Furthermore, the ADA estimated that, on average, dentists are spending an extra $15 to $20 per patient to cover COVID-19 prevention measures, and some are passing those costs to patient bills in the form of fee hikes. The additional sanitization and cleaning time required for infection control, combined with social distancing restrictions, means that dentists are physically unable to see as many patients as they usually would. Consequently, family dental practices, particularly those unable to spread out PPE costs, are struggling the most, while nine in 10 dentists have applied for some form of financial assistance from the federal government during the temporary shutdown. If people’s continuous hesitation in visiting the dentist keeps the patient volume at the current levels for a few more months, dentists say they would seriously consider raising their feesincluding for insured patientsalong with implementing other cost-cutting measures and staff cutbacks or even selling their practices. Meanwhile, dentists are increasingly embracing new avenues for doing business, generating new customers and creating revenue opportunities. Apropos of the relative bills still under consideration in several states, an ADA poll showed that 3 in 4 dentists are willing to, or would consider, vaccinating patients.

A Win-Win Solution

The dental industry could benefit enormously from the proposed legislation, as expanding the scope of dental practice to include the delivery of COVID-19 vaccinations would almost certainly drum up interest and propel new dental business opportunities.

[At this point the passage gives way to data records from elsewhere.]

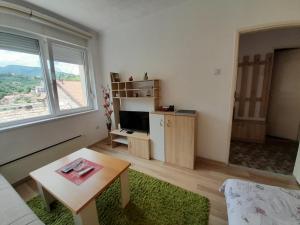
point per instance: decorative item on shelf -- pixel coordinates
(169, 108)
(115, 77)
(148, 93)
(146, 76)
(107, 105)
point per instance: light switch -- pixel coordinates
(217, 72)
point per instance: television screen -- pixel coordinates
(132, 120)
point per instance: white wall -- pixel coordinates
(284, 110)
(21, 141)
(183, 46)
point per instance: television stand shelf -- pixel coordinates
(138, 142)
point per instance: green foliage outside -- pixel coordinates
(23, 84)
(67, 76)
(10, 84)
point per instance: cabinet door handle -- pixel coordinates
(168, 123)
(161, 123)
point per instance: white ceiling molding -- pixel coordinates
(102, 15)
(14, 9)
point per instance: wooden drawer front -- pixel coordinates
(180, 140)
(170, 155)
(139, 147)
(185, 141)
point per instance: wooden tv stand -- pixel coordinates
(138, 143)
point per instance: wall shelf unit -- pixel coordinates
(134, 90)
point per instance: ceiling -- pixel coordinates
(103, 14)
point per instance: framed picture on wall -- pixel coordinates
(115, 77)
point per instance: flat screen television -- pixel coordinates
(135, 121)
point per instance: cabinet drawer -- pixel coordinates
(139, 147)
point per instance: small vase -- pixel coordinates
(108, 126)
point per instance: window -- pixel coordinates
(28, 92)
(70, 75)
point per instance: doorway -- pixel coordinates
(266, 120)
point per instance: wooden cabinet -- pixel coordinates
(157, 136)
(139, 147)
(180, 140)
(138, 143)
(170, 139)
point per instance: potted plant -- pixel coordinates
(107, 104)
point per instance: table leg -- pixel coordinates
(88, 215)
(46, 196)
(125, 196)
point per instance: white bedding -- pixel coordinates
(251, 203)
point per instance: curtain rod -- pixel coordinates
(33, 15)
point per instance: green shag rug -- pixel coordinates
(152, 202)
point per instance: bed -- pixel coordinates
(251, 203)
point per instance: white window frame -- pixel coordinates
(56, 108)
(49, 77)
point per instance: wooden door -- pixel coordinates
(170, 156)
(252, 98)
(185, 141)
(296, 172)
(139, 147)
(284, 110)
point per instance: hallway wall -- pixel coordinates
(284, 108)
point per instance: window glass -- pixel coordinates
(23, 93)
(69, 66)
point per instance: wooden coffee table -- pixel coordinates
(80, 199)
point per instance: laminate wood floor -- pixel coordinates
(204, 180)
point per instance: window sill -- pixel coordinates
(45, 120)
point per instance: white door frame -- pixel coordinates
(240, 31)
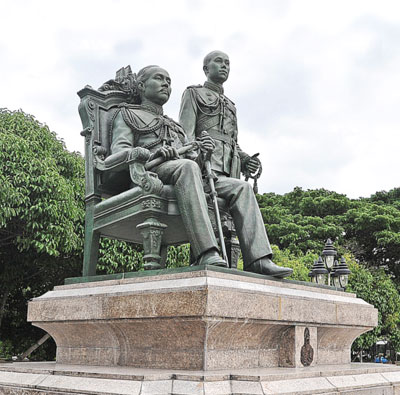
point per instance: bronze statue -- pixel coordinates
(143, 124)
(206, 108)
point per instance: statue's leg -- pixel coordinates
(92, 240)
(247, 217)
(185, 175)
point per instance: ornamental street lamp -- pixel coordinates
(318, 273)
(327, 268)
(341, 273)
(329, 254)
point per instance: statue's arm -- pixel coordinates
(188, 114)
(122, 136)
(122, 146)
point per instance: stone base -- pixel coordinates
(38, 378)
(201, 319)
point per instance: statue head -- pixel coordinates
(306, 336)
(153, 84)
(216, 66)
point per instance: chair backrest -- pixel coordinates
(97, 111)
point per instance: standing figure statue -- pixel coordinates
(206, 108)
(143, 124)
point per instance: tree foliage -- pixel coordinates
(378, 289)
(41, 217)
(301, 221)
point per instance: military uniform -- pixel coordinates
(147, 127)
(206, 108)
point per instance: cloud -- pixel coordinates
(315, 83)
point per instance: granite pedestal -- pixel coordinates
(202, 319)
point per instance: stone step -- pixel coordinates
(51, 378)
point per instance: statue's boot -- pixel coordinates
(211, 257)
(269, 268)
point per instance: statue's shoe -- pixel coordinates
(212, 258)
(269, 268)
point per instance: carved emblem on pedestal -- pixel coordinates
(307, 352)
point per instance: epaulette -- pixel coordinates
(127, 105)
(194, 86)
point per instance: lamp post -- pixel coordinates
(318, 273)
(327, 269)
(328, 255)
(341, 273)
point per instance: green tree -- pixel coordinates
(41, 217)
(378, 289)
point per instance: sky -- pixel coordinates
(316, 83)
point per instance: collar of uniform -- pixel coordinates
(214, 87)
(153, 108)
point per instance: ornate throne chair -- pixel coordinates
(123, 200)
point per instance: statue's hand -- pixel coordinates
(207, 143)
(253, 165)
(167, 153)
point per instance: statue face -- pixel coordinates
(218, 68)
(157, 88)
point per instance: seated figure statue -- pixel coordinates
(143, 124)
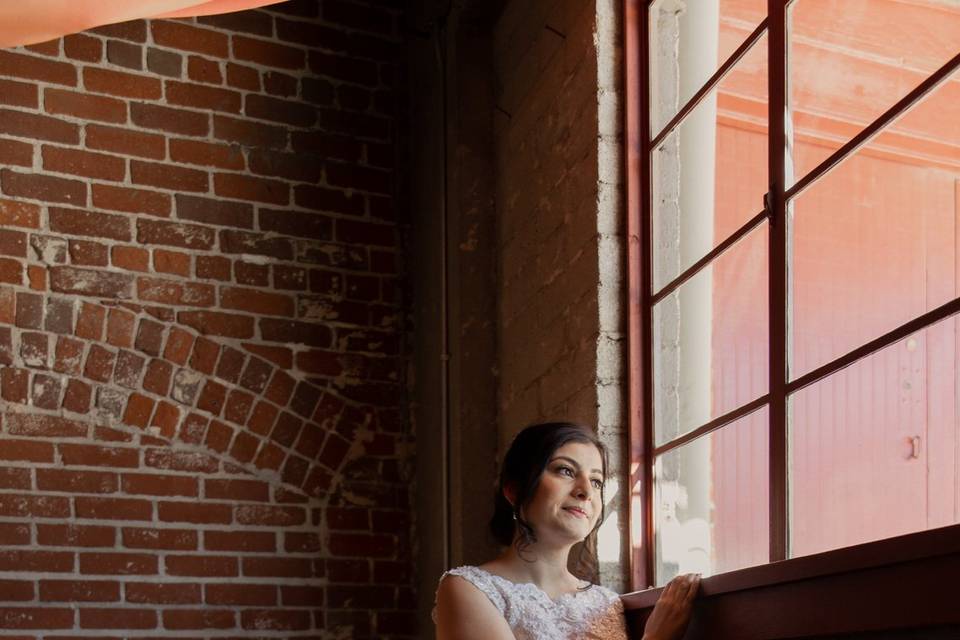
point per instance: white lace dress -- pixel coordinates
(595, 613)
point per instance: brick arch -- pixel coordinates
(122, 362)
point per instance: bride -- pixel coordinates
(550, 498)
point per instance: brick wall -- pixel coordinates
(561, 238)
(201, 329)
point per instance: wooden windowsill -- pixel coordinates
(908, 582)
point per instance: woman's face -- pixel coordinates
(567, 502)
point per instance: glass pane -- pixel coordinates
(710, 350)
(712, 501)
(710, 173)
(874, 242)
(873, 448)
(851, 60)
(688, 43)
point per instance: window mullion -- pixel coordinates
(777, 210)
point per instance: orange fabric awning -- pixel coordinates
(32, 21)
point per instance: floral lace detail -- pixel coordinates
(595, 613)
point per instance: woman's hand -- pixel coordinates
(672, 613)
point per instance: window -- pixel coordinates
(794, 197)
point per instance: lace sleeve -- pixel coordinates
(481, 580)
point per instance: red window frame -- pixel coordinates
(641, 298)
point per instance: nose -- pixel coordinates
(583, 489)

Moreover, it would promote the vaccine’s distribution and increase the number of people receiving it since dentists are widespread across the country. The existence of dental offices in rural areas where access to healthcare centers are limited may enhance the dentists’ ability to reach more people and, therefore, commensurately elevate the public’s overall health.

If dental professionals gain temporary or permanent authority to administer vaccines across the entire country, this will benefit every dental business and its patients while protecting dental office staff jobs and helping revive their communities’ economies.

Although refrigeration capability for safe vaccine storage and sufficient supply are details that still need discussion to determine this solution's sustainability, this scenario looks promising.

The country is trying to execute a massive immunization campaign with the sense of urgency that its people demand. If dentists can contribute to getting life back to normal as quickly as possible while simultaneously increasing their patient volume, it will be a win-win situation for everybody.